Kondisi ini menyebabkan syok hipovolemik, asidosis darah, gagal ginjal akut akibat mioglobin yang menyumbat tubulus ginjal, sindrom kompartemen… Komponen-komponen ini meningkat dalam darah, mempengaruhi kesehatan pasien dan bahkan menyebabkan kematian. “Kematian”, Dr. Tuyen menganalisis.

Menurut Dr. Manh, tanda-tanda awal stroke dapat diidentifikasi melalui aturan “Be Fast”:

– B (Balance): Menggambarkan gejala ketika pasien tiba-tiba kehilangan keseimbangan, menjadi pusing, sakit kepala parah, dan kehilangan kemampuan untuk mengoordinasikan gerakan.

– E (Eyesight): Menunjukkan bahwa pasien memiliki penglihatan kabur (penglihatan berkurang) atau kehilangan penglihatan total pada satu atau kedua mata.

– F (Face) : Menggambarkan perubahan pada wajah, pasien mungkin mengalami kelumpuhan, mulut bengkok, filtrum menyimpang (bagian yang menghubungkan titik di bawah hidung ke bibir atas), paling jelas terlihat ketika pasien Pria itu tertawa dengan mulutnya terbuka lebar.

– A (Arm): Pasien mengalami kesulitan atau tidak dapat menggerakkan lengan atau kakinya, dan lumpuh pada satu sisi tubuh. Cara tercepat untuk memastikannya adalah dengan meminta pasien mengangkat kedua lengan dan menahannya secara bersamaan.

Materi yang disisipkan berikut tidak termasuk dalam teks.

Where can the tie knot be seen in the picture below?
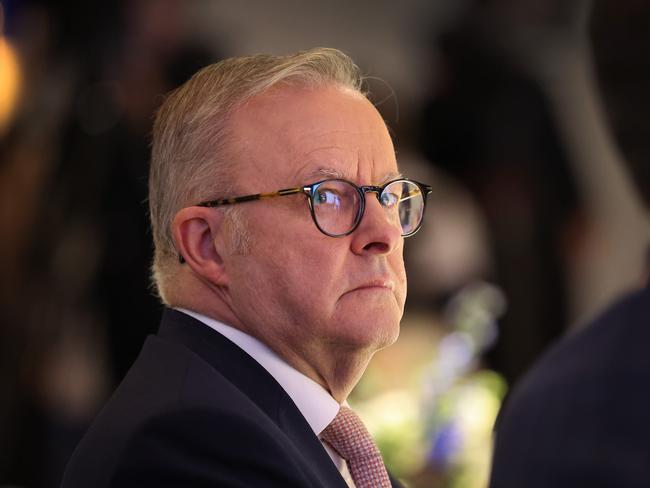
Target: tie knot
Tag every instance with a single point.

– S (Speech – Voice): Pasien mengalami kesulitan berbicara, pengucapan tidak jelas, bicara tidak jelas, atau cadel yang tidak normal. Anda dapat mengujinya dengan meminta orang yang diduga terkena stroke untuk mengulangi kalimat sederhana yang baru saja Anda ucapkan.

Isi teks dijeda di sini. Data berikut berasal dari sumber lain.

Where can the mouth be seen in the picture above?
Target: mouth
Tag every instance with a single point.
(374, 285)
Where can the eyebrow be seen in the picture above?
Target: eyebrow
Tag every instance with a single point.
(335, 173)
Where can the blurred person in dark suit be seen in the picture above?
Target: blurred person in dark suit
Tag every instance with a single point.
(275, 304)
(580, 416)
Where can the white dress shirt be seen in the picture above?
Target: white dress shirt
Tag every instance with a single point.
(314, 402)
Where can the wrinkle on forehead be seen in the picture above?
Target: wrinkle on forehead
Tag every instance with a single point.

– T (Time): Bila gejala-gejala di atas tiba-tiba muncul, segera hubungi 115 atau bawa pasien ke fasilitas medis terdekat untuk mendapatkan perawatan darurat tepat waktu.

“Sebelum melakukan olahraga apapun, kita perlu melakukan pemeriksaan fisik. Kita bisa mendatangi dokter olahraga atau instruktur kebugaran untuk meminta saran dan melakukan skrining untuk mengetahui apakah ada potensi penyakit seperti: penyakit jantung, paru-paru atau riwayat keluarga yang memiliki penyakit jantung, paru-paru, tekanan darah, muskuloskeletal.”

Jika terdapat kelainan, masyarakat diimbau untuk memilih jenis olahraga dan jumlah olahraga yang tepat, jika tidak maka akan timbul penyakit dan komplikasi.

“Selain itu, sebelum melakukan aktivitas fisik apa pun, setiap orang perlu meluangkan waktu untuk pemanasan tubuh, sehingga tubuh punya waktu beradaptasi dengan aktivitas berat,” tukas Dr. Manh.